Abstract and Introduction
In the ECHO and THRIVE trials, 10% of the patients who received rilpivirine-based regimens experienced treatment failure. Nearly half of these patients developed resistance to multiple nonnucleoside reverse transcriptase inhibitors.
As enthusiasm for "one-pill-once-daily" antiretroviral regimens grows, it is becoming increasingly important to distinguish between the available options — currently, tenofovir/FTC/efavirenz (Atripla) and tenofovir/FTC/rilpivirine (Complera).
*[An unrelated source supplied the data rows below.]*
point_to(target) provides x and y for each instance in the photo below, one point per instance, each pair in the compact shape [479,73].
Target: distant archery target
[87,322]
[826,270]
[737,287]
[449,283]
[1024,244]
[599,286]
One factor to consider is the resistance consequences of treatment failure with these regimens, as was recently characterized in the ECHO and THRIVE trials.
In these two trials, treatment-naive, HIV-infected patients were randomized to receive rilpivirine or efavirenz, each in combination with two nucleoside reverse transcriptase inhibitors (NRTIs), predominantly tenofovir and FTC. Rates of treatment response were comparable overall, but the reasons for failure differed substantially between the groups: Treatment failures in the rilpivirine arm were mainly due to virologic failure (especially among patients with baseline viral loads >100,000 copies/mL), whereas treatment failures in the efavirenz arm were due mainly to adverse events (JW AIDS Clin Care Aug 1 2011). In the current analysis (sponsored by the maker of rilpivirine), investigators compared the resistance profiles of viruses obtained following rilpivirine versus efavirenz failure.
Overall, 10% of patients in the rilpivirine arm and 6% of those in the efavirenz arm were categorized as having experienced virologic failure (VF). Viral isolates were available from 62 of the 72 rilpivirine failures and 28 of the 39 efavirenz failures. Treatment-emergent nonnucleoside reverse transcriptase inhibitor (NNRTI) resistance–associated mutations (RAMs) were detected in 63% of rilpivirine failures versus 54% of efavirenz failures. For NRTI RAMs, the difference was even more striking: 68% versus 32%. The most common NNRTI RAM detected in the rilpivirine failures was E138K, identified in 45% of failures, most often together with M184I/V, which primarily affects susceptibility to FTC and 3TC. E138K was associated with cross-resistance to all other clinically available NNRTIs (efavirenz, nevirapine, etravirine). In contrast, the most common NNRTI RAM in the efavirenz failures was K103N, which caused cross-resistance to nevirapine only.